I have a large file of points and I am trying to find the distance between those points and another set of points. Initially I used the to_crs
function of geopandas to convert the crs so that I can get an accurate distance measure in terms of meters when I do df.distance(point)
. However, since the file is very large, it took too long just to convert the crs of the file. The code was running for 2 hours and it still did not finish converting. Therefore, I used this code instead.
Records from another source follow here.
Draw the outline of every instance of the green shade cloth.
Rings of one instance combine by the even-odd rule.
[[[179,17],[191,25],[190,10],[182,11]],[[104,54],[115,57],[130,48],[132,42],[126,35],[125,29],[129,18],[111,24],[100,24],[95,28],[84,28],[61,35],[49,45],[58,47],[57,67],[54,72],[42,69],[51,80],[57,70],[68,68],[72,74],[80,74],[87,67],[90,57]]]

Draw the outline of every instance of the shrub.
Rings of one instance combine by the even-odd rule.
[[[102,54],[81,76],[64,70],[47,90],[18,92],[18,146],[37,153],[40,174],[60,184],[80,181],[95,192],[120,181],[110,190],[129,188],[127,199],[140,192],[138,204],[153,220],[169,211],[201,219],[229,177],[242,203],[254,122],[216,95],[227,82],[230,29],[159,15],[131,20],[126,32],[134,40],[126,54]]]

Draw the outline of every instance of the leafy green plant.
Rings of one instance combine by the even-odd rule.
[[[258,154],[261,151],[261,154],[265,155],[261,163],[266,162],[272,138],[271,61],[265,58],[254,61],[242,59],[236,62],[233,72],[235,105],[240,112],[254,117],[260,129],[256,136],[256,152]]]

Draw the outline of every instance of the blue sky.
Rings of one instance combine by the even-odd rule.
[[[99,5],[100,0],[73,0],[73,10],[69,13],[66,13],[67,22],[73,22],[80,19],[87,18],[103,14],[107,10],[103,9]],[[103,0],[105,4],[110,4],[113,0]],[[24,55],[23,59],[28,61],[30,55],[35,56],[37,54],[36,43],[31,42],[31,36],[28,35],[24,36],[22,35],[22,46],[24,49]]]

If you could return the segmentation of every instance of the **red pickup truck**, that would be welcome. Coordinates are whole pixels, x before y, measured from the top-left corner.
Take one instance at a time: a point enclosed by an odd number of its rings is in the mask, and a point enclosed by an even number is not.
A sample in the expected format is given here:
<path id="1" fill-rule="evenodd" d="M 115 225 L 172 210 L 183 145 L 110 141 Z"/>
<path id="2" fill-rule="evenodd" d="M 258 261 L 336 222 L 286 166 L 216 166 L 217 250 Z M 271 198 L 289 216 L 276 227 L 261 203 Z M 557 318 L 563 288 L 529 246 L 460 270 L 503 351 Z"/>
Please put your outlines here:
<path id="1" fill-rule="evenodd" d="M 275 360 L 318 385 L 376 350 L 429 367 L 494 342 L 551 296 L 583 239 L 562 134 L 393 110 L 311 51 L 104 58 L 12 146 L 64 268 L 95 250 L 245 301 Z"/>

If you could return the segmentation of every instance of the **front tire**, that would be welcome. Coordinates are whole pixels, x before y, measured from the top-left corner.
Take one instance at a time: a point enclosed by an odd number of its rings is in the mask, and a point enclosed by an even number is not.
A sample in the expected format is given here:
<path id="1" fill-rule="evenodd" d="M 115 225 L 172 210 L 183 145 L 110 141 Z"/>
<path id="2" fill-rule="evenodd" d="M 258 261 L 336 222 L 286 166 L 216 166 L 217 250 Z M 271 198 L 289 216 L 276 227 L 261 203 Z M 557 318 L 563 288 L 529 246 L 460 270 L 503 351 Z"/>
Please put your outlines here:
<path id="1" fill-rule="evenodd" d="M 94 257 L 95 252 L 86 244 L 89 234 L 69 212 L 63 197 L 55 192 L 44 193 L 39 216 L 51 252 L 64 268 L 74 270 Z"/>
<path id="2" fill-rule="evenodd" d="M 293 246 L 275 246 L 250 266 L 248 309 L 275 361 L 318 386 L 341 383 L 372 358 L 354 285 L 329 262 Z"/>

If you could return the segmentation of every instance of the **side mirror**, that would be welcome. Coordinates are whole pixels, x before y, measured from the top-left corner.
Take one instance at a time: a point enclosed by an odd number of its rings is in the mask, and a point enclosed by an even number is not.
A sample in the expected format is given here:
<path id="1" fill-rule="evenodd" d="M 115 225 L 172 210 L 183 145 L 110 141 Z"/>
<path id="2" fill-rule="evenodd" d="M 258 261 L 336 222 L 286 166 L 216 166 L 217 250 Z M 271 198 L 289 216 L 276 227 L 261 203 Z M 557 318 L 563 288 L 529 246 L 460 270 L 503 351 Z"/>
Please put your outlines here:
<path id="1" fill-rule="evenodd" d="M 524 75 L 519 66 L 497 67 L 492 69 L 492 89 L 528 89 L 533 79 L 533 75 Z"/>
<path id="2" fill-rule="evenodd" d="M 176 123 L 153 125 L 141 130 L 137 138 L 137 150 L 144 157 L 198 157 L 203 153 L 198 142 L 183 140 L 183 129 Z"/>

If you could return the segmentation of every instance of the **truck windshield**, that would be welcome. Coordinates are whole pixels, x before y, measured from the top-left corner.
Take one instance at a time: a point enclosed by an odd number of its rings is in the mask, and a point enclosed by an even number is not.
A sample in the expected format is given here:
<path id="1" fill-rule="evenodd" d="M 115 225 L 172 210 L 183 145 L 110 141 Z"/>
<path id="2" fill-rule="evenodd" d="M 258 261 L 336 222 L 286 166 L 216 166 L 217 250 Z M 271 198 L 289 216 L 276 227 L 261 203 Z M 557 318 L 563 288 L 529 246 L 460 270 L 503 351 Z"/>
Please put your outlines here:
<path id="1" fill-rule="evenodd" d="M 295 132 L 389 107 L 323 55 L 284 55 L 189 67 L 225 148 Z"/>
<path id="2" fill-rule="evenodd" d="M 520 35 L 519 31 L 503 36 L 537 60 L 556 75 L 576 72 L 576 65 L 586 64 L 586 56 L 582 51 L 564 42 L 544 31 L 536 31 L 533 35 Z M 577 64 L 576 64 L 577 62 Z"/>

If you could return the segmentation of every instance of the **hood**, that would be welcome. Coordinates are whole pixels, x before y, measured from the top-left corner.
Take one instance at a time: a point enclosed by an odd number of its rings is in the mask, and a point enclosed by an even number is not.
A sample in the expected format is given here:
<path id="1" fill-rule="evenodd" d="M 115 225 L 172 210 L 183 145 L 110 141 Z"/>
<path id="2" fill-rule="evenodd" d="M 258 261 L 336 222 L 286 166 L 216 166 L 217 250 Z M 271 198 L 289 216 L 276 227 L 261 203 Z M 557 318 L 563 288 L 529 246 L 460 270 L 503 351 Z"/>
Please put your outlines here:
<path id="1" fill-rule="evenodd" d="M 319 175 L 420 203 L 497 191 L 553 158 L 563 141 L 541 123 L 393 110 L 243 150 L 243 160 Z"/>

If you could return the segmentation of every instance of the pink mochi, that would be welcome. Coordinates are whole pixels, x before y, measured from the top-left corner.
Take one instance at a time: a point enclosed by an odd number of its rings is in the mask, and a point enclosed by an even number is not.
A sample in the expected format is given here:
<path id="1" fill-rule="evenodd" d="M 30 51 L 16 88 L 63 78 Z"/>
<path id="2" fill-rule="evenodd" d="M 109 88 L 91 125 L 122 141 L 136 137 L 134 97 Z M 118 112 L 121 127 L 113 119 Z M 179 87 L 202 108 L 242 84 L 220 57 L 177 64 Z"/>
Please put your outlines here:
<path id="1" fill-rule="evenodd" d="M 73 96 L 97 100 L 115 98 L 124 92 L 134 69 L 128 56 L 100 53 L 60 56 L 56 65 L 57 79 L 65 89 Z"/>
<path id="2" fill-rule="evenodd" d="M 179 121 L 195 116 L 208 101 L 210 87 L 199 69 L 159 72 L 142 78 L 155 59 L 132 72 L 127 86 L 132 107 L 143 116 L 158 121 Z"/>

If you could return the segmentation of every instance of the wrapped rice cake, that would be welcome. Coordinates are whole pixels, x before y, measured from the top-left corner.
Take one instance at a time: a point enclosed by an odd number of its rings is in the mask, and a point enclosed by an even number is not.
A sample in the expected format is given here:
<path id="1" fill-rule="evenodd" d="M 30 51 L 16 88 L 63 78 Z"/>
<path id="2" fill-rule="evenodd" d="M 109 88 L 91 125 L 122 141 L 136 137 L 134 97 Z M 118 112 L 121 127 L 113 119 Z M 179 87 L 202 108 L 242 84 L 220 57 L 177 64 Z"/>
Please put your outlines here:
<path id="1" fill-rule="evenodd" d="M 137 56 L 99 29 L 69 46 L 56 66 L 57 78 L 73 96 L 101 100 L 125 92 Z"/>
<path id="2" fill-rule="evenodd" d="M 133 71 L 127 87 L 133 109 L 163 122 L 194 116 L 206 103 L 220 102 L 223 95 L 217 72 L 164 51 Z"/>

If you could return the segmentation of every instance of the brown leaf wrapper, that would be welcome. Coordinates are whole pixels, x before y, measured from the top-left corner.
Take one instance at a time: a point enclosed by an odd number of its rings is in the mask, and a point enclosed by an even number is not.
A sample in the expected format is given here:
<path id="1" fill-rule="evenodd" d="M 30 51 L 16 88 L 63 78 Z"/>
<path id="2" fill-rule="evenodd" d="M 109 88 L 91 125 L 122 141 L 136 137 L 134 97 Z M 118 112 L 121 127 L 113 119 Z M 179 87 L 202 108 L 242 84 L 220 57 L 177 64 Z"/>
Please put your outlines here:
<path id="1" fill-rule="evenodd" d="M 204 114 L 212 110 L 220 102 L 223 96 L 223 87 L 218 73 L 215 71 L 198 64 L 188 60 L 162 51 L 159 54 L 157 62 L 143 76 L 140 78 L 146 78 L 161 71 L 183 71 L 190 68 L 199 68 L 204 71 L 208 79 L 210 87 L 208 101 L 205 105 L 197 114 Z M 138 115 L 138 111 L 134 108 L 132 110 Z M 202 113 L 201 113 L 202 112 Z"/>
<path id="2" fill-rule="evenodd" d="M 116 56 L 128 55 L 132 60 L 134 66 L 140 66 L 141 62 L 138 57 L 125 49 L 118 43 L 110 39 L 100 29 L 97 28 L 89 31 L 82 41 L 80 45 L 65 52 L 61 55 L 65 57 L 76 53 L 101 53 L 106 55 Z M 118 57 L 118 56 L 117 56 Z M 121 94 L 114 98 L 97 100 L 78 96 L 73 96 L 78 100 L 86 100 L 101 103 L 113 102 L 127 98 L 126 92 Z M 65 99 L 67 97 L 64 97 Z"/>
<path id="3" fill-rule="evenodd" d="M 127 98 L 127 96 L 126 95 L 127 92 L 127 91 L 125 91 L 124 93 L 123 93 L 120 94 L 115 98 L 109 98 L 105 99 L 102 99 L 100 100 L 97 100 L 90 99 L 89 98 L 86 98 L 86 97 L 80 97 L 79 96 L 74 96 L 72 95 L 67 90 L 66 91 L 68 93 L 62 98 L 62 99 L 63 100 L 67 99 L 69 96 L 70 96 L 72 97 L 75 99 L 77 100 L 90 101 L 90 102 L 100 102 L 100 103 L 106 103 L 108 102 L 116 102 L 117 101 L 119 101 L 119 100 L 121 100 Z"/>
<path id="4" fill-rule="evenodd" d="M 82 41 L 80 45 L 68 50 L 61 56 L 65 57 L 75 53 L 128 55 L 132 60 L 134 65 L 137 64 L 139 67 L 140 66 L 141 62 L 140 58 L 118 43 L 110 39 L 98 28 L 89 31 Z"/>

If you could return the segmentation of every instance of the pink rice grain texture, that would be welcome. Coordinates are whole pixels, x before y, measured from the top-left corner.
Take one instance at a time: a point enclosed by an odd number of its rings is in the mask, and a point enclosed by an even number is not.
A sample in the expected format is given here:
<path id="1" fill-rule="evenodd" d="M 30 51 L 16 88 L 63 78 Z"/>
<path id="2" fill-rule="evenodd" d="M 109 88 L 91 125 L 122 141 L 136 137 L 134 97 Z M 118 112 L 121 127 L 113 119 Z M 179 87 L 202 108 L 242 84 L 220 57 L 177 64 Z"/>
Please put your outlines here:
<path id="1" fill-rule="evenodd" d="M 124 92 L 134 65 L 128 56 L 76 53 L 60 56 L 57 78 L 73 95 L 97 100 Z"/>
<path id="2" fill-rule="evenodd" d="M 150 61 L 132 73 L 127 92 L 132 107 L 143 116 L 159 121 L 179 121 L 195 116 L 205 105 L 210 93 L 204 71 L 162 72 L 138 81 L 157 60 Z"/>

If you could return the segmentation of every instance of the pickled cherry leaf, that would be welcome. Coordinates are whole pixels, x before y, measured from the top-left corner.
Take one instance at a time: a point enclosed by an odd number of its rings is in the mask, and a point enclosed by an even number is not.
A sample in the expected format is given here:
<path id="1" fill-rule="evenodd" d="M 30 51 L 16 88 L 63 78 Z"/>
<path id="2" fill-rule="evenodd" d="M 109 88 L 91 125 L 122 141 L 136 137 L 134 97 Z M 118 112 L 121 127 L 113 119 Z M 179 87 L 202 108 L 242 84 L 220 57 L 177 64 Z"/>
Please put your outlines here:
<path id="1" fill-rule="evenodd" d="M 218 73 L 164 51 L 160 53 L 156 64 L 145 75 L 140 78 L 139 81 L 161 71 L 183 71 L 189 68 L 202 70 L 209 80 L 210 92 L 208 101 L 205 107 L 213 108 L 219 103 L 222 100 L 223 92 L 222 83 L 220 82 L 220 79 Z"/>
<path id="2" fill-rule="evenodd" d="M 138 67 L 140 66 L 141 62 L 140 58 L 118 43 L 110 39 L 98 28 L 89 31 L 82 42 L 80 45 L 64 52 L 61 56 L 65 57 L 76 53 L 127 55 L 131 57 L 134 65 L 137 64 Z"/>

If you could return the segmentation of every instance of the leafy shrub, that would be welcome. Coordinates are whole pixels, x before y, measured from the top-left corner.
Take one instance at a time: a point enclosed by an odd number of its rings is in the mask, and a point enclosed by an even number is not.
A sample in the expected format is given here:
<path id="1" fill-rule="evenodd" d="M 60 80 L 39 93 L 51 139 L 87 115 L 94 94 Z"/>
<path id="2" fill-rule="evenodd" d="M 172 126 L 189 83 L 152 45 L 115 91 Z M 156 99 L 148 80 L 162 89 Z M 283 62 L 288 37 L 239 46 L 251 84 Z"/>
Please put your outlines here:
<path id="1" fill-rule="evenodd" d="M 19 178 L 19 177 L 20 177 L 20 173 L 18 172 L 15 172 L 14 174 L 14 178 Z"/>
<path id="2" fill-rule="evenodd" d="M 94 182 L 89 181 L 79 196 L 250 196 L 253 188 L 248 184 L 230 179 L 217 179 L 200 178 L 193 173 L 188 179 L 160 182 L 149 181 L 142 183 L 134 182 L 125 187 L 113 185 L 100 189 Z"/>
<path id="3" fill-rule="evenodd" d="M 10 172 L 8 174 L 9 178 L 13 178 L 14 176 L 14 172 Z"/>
inProj = Proj(init='epsg:4326')
outProj = Proj(init='epsg:4808')
for index, row in demand_indo_gdf.iterrows():
o = Point(row['origin_longitude'], row['origin_latitude'])
o_proj = Point(transform(inProj, outProj, o.x, o.y))
for i, r in bus_indo_gdf.iterrows():
stop = r['geometry']
stop_proj = Point(transform(inProj, outProj, stop.x, stop.y))
print ('distance:', o_proj.distance(stop_proj), '\n\n')
I thought it may be faster to individually convert the crs and carry out my analysis. For this set of points:
o = (106.901024 -6.229162)
stop = (106.804 -6.21861)
I converted this EPSG 4326 coordinates to the local projection, EPSG 4808, and got this:
o_proj = (0.09183386384156803 -6.229330112968891)
stop_proj = (-0.005201753272169649 -6.218776788266844)
This gave a distance measure of 0.09760780527657992. Google maps gave me a distance measure, for coordinates o
and stop
, of 10.79km. It looks like the distance measure of my code gives an answer that is 10^-3 times smaller than the actual distance. Why is that so? Is my code correct?